December 4, 2024
By: Nick Laybourn
In today’s business world, contracts are everywhere—from vendor agreements to leases. Yet, one overlooked section can pose significant risks: indemnity and insurance clauses. This article explores how businesses can use these clauses to protect themselves from unexpected liabilities and why careful drafting is essential.
It makes good business sense to enter contracts carefully, ensuring each aspect of the contract accurately details responsibility, deliverability, and cost. While businesses rightfully scrutinize the commercial terms of a contract before signing, the indemnity and insurance sections of the contract are often overlooked and left with boilerplate language. The reality is reviewing these clauses is just as important, as relying on ‘standard’ language can create unexpected exposure to liability.
In simple terms, an indemnity clause allows one party (the ‘indemnitee’) to seek reimbursement (‘indemnity’) for physical or financial harm from the other party (the ‘indemnitor’).

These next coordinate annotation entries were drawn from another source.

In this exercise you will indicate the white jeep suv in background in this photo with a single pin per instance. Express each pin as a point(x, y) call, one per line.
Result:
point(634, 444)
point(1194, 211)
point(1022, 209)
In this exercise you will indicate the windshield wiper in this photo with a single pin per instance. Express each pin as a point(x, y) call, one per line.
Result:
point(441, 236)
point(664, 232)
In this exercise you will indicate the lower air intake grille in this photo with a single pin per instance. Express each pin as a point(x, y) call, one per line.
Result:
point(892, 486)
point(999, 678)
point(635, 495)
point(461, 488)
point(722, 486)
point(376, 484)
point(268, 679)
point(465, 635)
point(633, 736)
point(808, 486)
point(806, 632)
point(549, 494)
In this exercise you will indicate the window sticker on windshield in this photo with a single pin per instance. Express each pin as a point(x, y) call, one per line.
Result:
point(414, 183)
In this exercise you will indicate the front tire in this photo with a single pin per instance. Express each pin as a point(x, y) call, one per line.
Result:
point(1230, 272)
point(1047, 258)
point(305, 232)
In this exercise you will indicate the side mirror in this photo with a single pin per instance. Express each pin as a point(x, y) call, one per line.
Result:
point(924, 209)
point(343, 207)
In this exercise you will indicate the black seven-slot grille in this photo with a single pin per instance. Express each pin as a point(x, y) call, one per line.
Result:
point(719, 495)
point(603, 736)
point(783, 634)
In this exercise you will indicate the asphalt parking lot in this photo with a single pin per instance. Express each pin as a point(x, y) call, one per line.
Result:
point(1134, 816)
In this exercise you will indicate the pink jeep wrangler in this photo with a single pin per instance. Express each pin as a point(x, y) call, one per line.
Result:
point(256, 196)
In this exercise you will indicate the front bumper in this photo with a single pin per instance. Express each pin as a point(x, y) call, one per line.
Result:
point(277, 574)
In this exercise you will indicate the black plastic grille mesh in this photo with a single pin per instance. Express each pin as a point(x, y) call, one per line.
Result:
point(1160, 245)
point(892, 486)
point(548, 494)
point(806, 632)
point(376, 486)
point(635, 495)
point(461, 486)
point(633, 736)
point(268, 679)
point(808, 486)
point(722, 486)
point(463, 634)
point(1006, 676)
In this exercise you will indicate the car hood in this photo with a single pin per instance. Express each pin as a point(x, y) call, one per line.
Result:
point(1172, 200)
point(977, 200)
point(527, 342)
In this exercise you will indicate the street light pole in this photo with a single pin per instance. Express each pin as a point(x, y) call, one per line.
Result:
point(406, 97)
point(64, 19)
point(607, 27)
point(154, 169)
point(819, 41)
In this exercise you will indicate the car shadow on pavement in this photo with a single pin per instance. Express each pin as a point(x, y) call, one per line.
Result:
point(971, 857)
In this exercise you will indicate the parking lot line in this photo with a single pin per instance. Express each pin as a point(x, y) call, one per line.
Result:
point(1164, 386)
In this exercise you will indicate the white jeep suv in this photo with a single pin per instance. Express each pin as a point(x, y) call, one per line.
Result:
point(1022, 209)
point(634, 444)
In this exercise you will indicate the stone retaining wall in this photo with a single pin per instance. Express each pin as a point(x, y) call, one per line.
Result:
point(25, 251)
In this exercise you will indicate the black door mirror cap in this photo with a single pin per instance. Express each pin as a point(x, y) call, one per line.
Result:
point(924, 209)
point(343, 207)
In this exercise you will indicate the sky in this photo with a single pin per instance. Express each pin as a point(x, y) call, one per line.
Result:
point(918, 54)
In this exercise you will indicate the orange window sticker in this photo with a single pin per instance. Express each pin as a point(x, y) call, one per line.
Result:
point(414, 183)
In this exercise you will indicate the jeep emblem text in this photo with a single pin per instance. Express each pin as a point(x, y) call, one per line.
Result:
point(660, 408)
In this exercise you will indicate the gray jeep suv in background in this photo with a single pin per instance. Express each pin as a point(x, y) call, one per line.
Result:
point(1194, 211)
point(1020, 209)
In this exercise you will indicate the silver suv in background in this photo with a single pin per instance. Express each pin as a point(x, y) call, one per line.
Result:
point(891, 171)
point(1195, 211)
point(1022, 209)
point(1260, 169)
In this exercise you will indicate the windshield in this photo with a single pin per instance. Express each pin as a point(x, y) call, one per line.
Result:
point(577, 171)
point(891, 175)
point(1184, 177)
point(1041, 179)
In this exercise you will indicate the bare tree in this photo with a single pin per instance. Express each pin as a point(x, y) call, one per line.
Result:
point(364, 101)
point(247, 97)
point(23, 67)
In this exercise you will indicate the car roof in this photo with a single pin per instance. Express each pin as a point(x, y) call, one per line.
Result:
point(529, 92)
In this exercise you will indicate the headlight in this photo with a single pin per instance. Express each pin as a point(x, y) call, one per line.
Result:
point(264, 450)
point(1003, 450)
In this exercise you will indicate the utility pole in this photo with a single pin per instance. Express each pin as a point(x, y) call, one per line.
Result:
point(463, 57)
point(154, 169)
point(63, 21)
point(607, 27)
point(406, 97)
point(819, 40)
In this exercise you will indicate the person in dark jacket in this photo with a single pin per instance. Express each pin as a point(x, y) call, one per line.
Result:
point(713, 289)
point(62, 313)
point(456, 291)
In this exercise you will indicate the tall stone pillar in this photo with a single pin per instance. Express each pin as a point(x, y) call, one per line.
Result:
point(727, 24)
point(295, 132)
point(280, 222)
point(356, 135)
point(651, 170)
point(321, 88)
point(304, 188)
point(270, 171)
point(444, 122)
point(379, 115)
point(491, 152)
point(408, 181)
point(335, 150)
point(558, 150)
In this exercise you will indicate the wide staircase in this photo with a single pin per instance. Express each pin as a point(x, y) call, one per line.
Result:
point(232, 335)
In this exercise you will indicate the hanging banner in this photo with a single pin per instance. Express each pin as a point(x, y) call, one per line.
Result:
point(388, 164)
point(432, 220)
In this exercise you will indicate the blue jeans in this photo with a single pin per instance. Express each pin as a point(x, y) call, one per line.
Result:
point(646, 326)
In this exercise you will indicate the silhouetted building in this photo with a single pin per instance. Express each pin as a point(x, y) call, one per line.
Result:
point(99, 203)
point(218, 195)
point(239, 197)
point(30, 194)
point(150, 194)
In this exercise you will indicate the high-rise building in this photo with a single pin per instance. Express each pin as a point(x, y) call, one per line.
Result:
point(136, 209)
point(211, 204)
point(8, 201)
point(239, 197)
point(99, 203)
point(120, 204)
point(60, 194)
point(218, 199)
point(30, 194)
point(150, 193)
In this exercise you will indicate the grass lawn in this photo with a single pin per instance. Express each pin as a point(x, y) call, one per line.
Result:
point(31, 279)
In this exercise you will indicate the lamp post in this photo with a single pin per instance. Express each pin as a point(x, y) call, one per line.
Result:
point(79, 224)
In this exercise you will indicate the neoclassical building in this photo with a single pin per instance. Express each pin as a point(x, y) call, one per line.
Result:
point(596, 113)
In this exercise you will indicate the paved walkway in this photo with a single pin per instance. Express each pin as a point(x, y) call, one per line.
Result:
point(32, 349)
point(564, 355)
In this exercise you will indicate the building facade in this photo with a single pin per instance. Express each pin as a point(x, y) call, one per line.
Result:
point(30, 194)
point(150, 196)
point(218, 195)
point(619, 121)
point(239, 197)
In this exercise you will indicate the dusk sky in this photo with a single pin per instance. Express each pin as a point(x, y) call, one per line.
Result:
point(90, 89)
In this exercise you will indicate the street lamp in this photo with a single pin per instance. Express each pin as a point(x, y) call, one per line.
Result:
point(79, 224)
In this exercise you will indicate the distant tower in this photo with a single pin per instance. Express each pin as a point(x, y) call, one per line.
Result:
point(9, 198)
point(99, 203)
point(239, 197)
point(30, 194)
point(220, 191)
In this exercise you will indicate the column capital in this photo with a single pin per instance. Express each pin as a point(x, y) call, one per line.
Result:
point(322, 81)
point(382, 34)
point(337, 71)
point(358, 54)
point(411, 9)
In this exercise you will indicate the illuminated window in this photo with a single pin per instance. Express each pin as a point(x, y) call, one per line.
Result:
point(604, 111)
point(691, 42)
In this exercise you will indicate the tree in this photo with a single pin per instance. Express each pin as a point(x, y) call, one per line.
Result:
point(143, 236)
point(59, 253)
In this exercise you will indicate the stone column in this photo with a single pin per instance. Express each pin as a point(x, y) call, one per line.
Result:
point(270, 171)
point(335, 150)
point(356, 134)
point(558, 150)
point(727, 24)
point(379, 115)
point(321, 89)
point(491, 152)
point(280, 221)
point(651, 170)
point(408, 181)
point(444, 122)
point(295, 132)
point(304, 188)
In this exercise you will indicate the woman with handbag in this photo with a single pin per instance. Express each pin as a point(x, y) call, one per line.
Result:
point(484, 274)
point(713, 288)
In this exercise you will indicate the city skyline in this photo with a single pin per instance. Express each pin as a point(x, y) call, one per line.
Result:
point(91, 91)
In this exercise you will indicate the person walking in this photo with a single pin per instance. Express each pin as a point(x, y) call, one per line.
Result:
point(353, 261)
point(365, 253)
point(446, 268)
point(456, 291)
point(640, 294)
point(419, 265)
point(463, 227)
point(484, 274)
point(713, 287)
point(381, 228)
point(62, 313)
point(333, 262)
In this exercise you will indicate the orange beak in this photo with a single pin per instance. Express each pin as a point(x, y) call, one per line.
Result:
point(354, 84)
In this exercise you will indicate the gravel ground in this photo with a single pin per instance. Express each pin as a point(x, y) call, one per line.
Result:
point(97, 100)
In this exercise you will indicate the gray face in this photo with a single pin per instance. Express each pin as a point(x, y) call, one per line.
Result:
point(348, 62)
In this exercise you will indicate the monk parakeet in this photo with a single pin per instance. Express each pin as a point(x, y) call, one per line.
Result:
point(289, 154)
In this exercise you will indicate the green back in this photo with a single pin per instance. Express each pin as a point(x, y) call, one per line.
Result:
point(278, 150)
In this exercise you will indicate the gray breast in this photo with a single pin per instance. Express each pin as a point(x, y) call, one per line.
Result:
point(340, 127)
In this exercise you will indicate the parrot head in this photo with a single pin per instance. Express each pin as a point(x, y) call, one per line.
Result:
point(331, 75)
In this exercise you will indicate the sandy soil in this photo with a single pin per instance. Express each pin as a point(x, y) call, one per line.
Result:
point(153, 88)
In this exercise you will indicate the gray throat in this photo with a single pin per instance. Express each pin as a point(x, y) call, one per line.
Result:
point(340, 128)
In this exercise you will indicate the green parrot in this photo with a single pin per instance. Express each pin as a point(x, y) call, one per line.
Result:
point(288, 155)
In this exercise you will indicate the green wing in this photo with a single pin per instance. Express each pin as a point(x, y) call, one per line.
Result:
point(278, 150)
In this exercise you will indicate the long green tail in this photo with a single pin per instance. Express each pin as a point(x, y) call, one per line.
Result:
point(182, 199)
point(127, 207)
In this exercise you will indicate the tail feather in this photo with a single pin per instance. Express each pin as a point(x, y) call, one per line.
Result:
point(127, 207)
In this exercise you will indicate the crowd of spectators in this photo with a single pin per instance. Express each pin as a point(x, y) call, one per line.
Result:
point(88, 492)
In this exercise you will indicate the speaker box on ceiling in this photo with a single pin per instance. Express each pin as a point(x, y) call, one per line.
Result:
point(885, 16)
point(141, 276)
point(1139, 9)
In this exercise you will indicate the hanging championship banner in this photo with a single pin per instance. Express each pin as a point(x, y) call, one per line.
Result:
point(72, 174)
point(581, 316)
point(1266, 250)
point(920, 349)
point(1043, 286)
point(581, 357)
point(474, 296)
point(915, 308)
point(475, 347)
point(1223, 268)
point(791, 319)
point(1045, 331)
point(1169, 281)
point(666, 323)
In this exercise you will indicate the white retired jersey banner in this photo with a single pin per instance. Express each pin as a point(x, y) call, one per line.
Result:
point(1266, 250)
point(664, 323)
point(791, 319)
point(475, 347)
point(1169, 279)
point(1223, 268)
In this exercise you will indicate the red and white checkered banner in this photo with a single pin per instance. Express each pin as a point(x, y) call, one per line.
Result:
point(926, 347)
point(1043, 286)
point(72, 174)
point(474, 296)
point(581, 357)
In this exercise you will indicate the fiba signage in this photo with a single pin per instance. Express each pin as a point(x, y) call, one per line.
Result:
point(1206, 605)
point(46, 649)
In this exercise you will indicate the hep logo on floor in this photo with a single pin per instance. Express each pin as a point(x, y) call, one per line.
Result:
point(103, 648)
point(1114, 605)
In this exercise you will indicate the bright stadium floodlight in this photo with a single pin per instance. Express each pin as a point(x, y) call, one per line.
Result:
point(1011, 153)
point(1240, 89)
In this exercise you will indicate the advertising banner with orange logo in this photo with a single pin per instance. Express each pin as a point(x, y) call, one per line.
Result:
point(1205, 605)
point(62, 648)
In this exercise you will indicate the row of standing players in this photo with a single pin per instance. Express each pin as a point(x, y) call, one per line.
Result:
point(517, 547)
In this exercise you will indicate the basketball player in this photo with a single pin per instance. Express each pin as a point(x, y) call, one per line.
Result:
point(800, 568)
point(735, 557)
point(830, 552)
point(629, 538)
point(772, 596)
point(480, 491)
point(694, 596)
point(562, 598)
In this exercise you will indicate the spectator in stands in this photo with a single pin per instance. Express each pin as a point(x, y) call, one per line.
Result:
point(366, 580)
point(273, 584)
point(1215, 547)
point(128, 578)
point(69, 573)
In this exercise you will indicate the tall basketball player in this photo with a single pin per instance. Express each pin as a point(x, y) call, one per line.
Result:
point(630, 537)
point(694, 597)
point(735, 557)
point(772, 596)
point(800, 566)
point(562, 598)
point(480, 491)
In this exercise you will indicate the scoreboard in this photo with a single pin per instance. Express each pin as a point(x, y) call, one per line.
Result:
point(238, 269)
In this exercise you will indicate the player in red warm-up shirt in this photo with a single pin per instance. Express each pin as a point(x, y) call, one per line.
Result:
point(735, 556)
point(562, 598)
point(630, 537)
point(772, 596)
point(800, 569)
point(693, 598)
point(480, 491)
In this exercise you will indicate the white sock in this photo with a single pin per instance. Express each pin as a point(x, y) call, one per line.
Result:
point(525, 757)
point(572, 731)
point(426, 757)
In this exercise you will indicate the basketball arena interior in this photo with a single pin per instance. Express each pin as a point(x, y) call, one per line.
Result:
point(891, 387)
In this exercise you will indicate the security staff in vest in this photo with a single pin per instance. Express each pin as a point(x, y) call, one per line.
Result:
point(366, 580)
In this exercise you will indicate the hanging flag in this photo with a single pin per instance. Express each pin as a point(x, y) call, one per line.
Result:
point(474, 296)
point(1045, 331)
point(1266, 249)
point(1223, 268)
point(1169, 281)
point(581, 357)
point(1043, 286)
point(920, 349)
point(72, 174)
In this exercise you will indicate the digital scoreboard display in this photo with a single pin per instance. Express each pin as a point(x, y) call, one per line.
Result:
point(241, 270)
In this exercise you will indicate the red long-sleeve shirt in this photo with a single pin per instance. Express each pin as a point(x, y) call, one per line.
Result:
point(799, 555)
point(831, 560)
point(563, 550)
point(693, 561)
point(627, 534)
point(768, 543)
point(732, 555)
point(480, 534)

For example, imagine a property owner leases their space to a tenant who runs a business at the site. During the lease, a customer of the tenant’s business falls, injures herself, and sues the property owner for damages. A well-drafted indemnity clause in the lease can provide a contractual mechanism for the property owner to transfer legal and financial obligations associated with the lawsuit to the tenant. If the indemnity clause is not tailored to align with the circumstances of the lease, the property owner may not have the protection they believed they had when they entered the lease. In this scenario, the property owner may end up being responsible for the cost of defending and resolving the lawsuit resulting from the customer’s fall.
Pairing an indemnity clause with an obligation that the indemnitor provides insurance coverage to meet the indemnity obligations is another layer of protection that businesses should consider when entering a contract. When the indemnitor is required to carry insurance to cover an indemnity obligation, the indemnitee has the ability to look to the insurer to address claims that are covered by the indemnity clause.
Like any contract term, indemnity and insurance clauses are negotiable and should never be viewed as ‘take it or leave it.’ Just as every agreement is customized, indemnity and insurance clauses should be tailored to the circumstances of the contract at issue.
Indemnity and insurance clauses are crucial tools for managing risk in contracts. While precautions should be taken with all new contracts, businesses should also review existing standard form contracts to make sure they contain appropriate indemnity and insurance protection.
Before signing, consult a legal professional to ensure these clauses are tailored to your business’s needs. Additionally, take time to review and update standard contracts to confirm they provide sufficient protection against potential liabilities.
Taking these proactive steps can help protect your business from unforeseen legal and financial exposure.